Dallas chokes on his drink and I cock my head at him, did he know, too? My mom gasps and looks at me with a level of shock and disappointment I’ve never seen before. Liam stiffens next to me, his hand moving to my thigh under the table and squeezing, a silent reminder that he’s got me. There are so many reactions and too many people.

“Lo! What the hell is wrong with you? Do you even know what you’ve done?”

“She had a right to know the truth before she gave you Bean Haven! Maybe if you weren’t shacking up with your best fucking friend like some desperate dog, I wouldn’t have had to tell her. ”

“Wow. Newsflash, Lo! Bean Haven is already mine! It was never Mom’s to hold over my head to begin with!” Harlow’s eyes get big as she takes in that little piece of information she was missing. “Yeah, idiot.”

“Excuse me?” my mom asks, truly confused. My dad is quiet, as always. It’s then I realize what I announced and how no one knew but me and my grandmother.

“Will you all shut up already? Thought we were gonna have a nice dinner celebrating Hannah and Liam, but you all are ruinin’ it with your bitchin’. Bad enough I couldn’t bring my Winnie because the fishy one is here and she’d lose her mind, but now I’ve gotta listen to all of this,” my grandmother admonishes, and I melt into my seat, so fearful of seeing Liam’s face as he takes in my grandmother’s confession. I’ve never been more thankful for my decision to let Charlie have a playdate tonight. “Cynthia, you’re ruining your relationship with your daughter. I signed that deed over to Hannah already. It was mine to give and now it’s hers. Worry about yourself. Your girls are fine.

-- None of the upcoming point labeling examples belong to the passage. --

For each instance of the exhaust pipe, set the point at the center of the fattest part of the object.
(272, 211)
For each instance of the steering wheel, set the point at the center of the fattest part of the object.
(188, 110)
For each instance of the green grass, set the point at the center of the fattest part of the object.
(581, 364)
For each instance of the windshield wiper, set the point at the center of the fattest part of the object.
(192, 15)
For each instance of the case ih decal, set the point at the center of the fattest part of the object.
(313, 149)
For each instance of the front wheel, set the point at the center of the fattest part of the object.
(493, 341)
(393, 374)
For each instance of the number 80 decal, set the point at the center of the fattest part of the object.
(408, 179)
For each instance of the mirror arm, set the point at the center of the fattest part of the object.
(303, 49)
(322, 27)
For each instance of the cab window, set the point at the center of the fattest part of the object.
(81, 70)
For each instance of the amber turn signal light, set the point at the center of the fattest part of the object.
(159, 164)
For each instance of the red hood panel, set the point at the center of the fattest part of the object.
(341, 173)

Except for you,” she continues as she turns to Harlow, “you need to get your jealous head outta your ass before it gets stuck there.”

“Liam, is there truth to this?” his mom asks.

Everyone goes completely quiet, all eyes on Liam and me, and I want to disappear. This was my biggest fear, crushing everyone we love with false hope and promises.

“I married Hannah because I’m in love with her, because I can’t go a single day without seeing her before I lose my mind. She’s been the center of my world since she cried for the Charlie bear I was playing with in preschool. There’s no me without her. This isn’t fake.”

His words wash over me, and I can’t stay here for another moment. My chair squeaks across the hardwood floor as I jerk back in it, standing, and walking briskly out of the dining room, out of the house, and then darting up the street to the only place that I can think of where I’ll get a break and to someone who will make sure that I get it.